Sheriffed intermittent failures

The Firefox Sheriff team looks at all failures for tasks which are visible by default in Treeherder (tier 1 and 2) and are part of a push on a sheriffed tree (autoland, mozilla-central, mozilla-beta, mozilla-release, mozilla-esr trees) and determines if the failure is a regression or an intermittent failure. In the case of an intermittent failure, the sheriffs annotate the failure and the annotation is logged in Treeherder.

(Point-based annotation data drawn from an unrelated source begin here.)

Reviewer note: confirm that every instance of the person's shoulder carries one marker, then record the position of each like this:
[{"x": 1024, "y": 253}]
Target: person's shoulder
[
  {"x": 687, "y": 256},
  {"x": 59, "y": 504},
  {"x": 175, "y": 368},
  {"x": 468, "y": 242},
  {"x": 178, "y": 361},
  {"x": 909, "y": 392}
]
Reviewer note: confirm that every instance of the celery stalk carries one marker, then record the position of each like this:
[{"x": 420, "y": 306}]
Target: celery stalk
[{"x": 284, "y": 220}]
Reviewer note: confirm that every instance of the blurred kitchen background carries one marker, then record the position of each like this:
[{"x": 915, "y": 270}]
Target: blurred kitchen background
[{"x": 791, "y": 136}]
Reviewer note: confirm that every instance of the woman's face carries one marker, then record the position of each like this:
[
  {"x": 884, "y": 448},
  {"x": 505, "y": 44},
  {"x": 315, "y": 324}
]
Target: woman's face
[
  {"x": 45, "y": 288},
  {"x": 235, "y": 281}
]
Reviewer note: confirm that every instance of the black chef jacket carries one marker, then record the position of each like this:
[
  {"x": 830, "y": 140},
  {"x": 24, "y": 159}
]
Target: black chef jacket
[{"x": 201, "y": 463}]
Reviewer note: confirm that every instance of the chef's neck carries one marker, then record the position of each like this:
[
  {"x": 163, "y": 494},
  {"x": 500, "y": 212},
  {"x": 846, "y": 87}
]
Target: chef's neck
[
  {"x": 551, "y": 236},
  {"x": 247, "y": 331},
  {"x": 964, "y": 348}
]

In most cases the sheriffs will determine if a new bug is needed or an existing bug already tracks this kind of failure. In most cases sheriffs will annotate the failure using a “Single Tracking Bug”, in other cases there will be specific failures that are tracked seperately.

Single tracking bugs

Single tracking bugs are used to track test failures seen in CI. These are tracked at the test case level (typically path/filename) instead of the error message. We have found that many times we have >1 bug tracking failures on a test case, but none of the bugs are frequent enough to get attention of the test owners. In addition, when a developer is looking into fixing an intermittent failure, they are debugging the file, and it is great to see ALL the related failures in one place.

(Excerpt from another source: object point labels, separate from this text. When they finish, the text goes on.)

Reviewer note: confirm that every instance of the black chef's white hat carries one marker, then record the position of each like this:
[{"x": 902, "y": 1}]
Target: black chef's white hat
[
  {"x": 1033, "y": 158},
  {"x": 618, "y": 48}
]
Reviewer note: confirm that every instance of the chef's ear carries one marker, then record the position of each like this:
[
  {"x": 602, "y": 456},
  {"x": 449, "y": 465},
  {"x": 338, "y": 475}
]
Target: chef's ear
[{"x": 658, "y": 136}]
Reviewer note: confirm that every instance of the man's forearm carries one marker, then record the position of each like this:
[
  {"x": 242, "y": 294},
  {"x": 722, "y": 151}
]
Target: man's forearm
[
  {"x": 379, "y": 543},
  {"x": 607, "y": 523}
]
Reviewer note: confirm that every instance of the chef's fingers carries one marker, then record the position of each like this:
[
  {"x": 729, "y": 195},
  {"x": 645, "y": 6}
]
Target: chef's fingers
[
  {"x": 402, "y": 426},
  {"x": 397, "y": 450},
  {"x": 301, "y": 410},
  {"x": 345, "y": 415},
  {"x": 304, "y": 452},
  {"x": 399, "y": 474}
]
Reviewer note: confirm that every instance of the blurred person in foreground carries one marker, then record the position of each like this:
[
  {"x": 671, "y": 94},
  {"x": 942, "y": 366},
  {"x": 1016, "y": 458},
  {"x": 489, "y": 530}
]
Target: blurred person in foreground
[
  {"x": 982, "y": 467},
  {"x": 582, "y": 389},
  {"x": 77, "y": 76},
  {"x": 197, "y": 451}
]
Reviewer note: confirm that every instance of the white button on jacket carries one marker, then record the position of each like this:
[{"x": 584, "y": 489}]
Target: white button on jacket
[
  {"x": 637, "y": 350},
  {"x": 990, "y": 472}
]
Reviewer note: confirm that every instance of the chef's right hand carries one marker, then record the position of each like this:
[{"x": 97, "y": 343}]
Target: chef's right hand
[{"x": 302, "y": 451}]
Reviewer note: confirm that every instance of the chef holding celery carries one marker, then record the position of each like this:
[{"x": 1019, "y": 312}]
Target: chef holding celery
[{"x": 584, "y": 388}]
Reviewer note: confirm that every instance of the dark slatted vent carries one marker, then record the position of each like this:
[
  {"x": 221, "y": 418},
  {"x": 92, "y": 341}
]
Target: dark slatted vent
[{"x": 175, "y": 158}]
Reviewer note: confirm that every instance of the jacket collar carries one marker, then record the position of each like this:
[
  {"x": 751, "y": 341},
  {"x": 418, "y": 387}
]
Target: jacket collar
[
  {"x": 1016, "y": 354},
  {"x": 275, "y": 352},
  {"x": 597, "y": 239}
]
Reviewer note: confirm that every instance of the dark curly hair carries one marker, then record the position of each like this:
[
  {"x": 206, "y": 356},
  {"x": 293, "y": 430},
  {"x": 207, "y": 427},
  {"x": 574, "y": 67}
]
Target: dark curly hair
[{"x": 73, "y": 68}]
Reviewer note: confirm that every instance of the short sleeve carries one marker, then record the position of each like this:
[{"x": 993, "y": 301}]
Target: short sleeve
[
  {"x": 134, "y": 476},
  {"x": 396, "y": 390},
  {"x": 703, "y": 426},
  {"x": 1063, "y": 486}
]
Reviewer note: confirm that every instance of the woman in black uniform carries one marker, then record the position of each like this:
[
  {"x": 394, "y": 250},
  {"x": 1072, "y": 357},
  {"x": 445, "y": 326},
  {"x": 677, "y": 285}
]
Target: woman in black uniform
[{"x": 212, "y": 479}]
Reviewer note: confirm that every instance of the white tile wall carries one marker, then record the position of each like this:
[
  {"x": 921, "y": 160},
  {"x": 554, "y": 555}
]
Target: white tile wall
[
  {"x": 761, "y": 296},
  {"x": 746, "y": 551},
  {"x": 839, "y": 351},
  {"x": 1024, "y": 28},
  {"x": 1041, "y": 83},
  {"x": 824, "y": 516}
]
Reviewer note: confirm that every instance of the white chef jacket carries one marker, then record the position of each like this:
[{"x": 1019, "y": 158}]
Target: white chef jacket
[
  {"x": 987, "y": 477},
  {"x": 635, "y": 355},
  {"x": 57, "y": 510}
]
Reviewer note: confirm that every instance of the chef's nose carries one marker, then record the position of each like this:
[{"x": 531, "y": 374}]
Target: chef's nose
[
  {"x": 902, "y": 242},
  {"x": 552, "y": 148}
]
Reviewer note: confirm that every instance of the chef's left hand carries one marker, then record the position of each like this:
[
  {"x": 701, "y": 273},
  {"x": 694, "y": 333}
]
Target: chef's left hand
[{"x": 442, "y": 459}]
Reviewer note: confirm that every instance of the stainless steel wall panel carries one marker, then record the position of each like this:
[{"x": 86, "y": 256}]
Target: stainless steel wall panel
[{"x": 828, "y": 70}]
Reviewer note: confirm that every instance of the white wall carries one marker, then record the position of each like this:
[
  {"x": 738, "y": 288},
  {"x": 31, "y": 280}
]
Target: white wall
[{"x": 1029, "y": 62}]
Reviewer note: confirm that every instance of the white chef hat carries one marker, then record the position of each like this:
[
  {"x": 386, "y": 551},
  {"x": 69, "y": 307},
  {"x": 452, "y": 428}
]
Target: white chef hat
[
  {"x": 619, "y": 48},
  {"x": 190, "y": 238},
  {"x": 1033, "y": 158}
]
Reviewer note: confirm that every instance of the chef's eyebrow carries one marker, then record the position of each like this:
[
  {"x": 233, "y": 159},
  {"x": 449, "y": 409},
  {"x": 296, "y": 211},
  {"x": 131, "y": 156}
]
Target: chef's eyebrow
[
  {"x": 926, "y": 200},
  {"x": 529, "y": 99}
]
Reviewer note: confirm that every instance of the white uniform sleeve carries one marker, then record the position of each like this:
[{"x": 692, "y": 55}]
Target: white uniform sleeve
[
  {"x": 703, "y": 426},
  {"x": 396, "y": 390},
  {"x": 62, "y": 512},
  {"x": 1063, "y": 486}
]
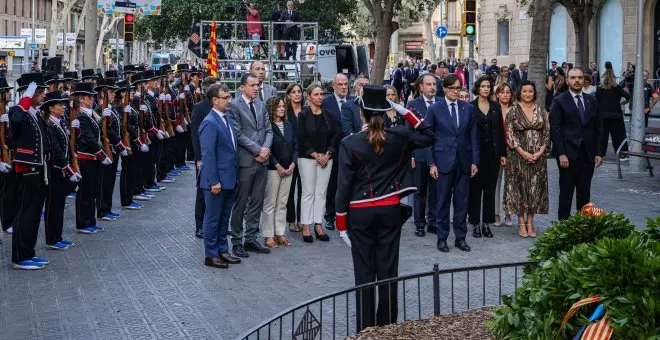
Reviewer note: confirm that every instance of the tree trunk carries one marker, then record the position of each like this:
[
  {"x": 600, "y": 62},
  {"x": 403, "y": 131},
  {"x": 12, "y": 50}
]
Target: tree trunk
[{"x": 538, "y": 51}]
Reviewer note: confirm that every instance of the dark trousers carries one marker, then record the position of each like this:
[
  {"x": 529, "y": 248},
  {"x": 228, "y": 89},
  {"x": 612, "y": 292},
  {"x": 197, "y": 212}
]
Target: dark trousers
[
  {"x": 576, "y": 178},
  {"x": 200, "y": 205},
  {"x": 293, "y": 203},
  {"x": 107, "y": 187},
  {"x": 59, "y": 186},
  {"x": 8, "y": 199},
  {"x": 149, "y": 164},
  {"x": 127, "y": 178},
  {"x": 616, "y": 128},
  {"x": 332, "y": 191},
  {"x": 453, "y": 188},
  {"x": 375, "y": 234},
  {"x": 426, "y": 193},
  {"x": 482, "y": 188},
  {"x": 86, "y": 197},
  {"x": 31, "y": 197}
]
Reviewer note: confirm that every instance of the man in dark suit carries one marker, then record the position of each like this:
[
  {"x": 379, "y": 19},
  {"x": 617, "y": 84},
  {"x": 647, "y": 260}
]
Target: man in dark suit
[
  {"x": 291, "y": 30},
  {"x": 453, "y": 160},
  {"x": 426, "y": 186},
  {"x": 255, "y": 137},
  {"x": 519, "y": 75},
  {"x": 199, "y": 112},
  {"x": 218, "y": 176},
  {"x": 576, "y": 128},
  {"x": 334, "y": 103},
  {"x": 350, "y": 113}
]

There are 2 ways to get detailed information about test failures:

  1. Treeherder, when viewing a specific issue, there is a table, on the far right side of the table is the column titled Log. If you click the text box underneath that, a drop down of all failure types will be populated, selecting a failure will filter on that failure to see logs, etc.

  2. from mach test-info, one can view a breakdown of all failures and where they occur (example: ./mach test-info failure-report --bugid 1781668)

The workflow of single tracking bugs is as follows:

  • Sheriffs find new failures in CI and create new bugs. If Treeherder can find the path, Treeherder will recommend a single tracking bug and strip out the error message.

  • Sheriffs will annotate existing bugs if the failure to annotate has a test path and in the list of bug suggestions there is a single tracking bug. Treeherder will offer that up as the choice as long as the test paths match (and other criteria like crashes, assertions, leaks, etc. are met)

  • Sheriffs will needinfo triage owner if enough failures occur (currently 30 failures a week, etc.)

  • Developers will be able to investigate the set of failures, any specific bugs they are fixing (for some or all of the conditions). It is best practice to use the single tracking bug as a META bug and file a new bug blocking the META bug with the specific fix.